Speaking of click-bait, “Our Faggoty Queers”?? Obviously I clicked, but then I always click on BTB.

Hunter

June 7th, 2016

The idea of “us” vs. “them” seems to be deeply ingrained in the human — maybe even vertebrate — psyche: think about territorialism in animals, especially social animals, things such as howler monkeys or gibbons vocalizing to warn other troops away from their territory, or even tigers scent-marking their territory boundaries. When you get to something as complex as human beings, it gets that much more complicated. I think it’s a very deep, almost primal impulse that sees “other” as a threat.

I remember an incident a number of years ago in western North Carolina, where my mother’s family is centered, in which a man approached my sister, who was sitting off the side of the road painting a landscape. I saw them talking and the body language was all wrong, so I hurried back to where they were. He was asking her who she was and where she was from, and when I mentioned my grandfather’s name, you could see the man’s whole demeanor change: we were a known quantity and no longer “outsiders.”

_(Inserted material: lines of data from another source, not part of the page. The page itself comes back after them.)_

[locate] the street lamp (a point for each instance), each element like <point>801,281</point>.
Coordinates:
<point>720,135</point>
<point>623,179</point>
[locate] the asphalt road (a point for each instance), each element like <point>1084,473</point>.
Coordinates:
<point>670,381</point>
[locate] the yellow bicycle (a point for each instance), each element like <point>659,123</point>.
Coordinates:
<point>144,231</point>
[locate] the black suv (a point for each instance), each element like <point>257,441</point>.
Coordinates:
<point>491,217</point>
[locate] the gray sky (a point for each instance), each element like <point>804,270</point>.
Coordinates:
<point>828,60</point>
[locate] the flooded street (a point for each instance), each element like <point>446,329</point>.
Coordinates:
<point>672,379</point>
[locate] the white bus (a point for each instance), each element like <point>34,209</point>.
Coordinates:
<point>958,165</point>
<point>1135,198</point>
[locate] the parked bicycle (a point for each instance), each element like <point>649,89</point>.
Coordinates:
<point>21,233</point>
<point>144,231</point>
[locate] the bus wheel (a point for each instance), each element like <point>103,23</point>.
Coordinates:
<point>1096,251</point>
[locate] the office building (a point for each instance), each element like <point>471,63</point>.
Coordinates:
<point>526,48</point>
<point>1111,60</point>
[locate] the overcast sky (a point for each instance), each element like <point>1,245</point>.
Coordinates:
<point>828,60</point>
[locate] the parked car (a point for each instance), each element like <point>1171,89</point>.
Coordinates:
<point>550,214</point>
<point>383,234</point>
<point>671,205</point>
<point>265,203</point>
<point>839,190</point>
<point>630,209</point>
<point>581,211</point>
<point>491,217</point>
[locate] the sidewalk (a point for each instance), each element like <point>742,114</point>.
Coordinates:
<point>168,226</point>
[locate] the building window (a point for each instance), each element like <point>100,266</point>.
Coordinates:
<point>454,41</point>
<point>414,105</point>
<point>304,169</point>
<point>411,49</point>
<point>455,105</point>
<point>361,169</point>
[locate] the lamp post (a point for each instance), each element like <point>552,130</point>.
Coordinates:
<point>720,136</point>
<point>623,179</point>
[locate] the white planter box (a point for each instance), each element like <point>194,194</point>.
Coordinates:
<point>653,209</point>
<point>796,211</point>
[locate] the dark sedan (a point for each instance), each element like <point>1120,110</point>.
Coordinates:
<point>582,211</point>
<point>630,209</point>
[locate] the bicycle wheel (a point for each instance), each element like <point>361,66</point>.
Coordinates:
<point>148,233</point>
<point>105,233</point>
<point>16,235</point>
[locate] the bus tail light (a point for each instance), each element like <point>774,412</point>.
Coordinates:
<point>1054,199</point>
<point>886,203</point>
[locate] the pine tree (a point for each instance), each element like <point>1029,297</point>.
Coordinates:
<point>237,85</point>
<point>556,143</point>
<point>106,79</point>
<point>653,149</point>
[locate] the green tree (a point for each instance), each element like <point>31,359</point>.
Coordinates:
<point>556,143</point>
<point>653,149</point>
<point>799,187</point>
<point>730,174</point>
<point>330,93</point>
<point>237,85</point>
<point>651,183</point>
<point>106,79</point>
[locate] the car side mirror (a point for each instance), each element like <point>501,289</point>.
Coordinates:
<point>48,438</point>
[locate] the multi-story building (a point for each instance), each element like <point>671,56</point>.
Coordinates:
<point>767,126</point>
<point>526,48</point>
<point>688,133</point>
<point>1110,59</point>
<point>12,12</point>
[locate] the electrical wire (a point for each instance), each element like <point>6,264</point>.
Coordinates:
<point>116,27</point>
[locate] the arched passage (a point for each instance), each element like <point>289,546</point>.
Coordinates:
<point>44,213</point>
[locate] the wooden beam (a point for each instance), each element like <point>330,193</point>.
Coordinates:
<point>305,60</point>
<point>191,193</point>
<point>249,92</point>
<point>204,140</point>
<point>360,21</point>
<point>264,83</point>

Now translate that reaction to our very complex, multivalent society in which there are all sorts of groups, racial, ethnic, religious, occupational, what have you, any of which can (and do) become “other.” (Especially if some politician sees an advantage in it.)

Sam

June 8th, 2016

Appealing to clannish loyalties doesn’t sound to me like a very sound strategy to address anti-LGBT violence. ”

Translation: “I, Jim Burroway, don’t know the first thing about preventing or redressing violence of any kind. I have no expertise in this area. Nor do I know the first thing about Mongolia. I couldn’t even tell you the difference between inner and outer Mongolia. I couldn’t distinguish a yurt from yogurt. But that won’t stop me from holding court on what is and is not a “sound strategy.” Because I, Jim Burroway, am an LGBTQIIAPSGLNGC2S+ social justice warrior and therefore every twitch of my gut represents wisdom and righteousness.”

Jim Burroway

June 8th, 2016

Sam, if you intended to make some kind of a point somewhere in that non-sensical stream of non-sequiturs, you failed to make it. Aside from some kind of animus you seem to have toward me personally, anyway. Whatever.

I hope that whatever it was that you felt you had to get off of your chest somehow allowed you get through the rest of your day in relative peace. And if so, I’m glad to be of service.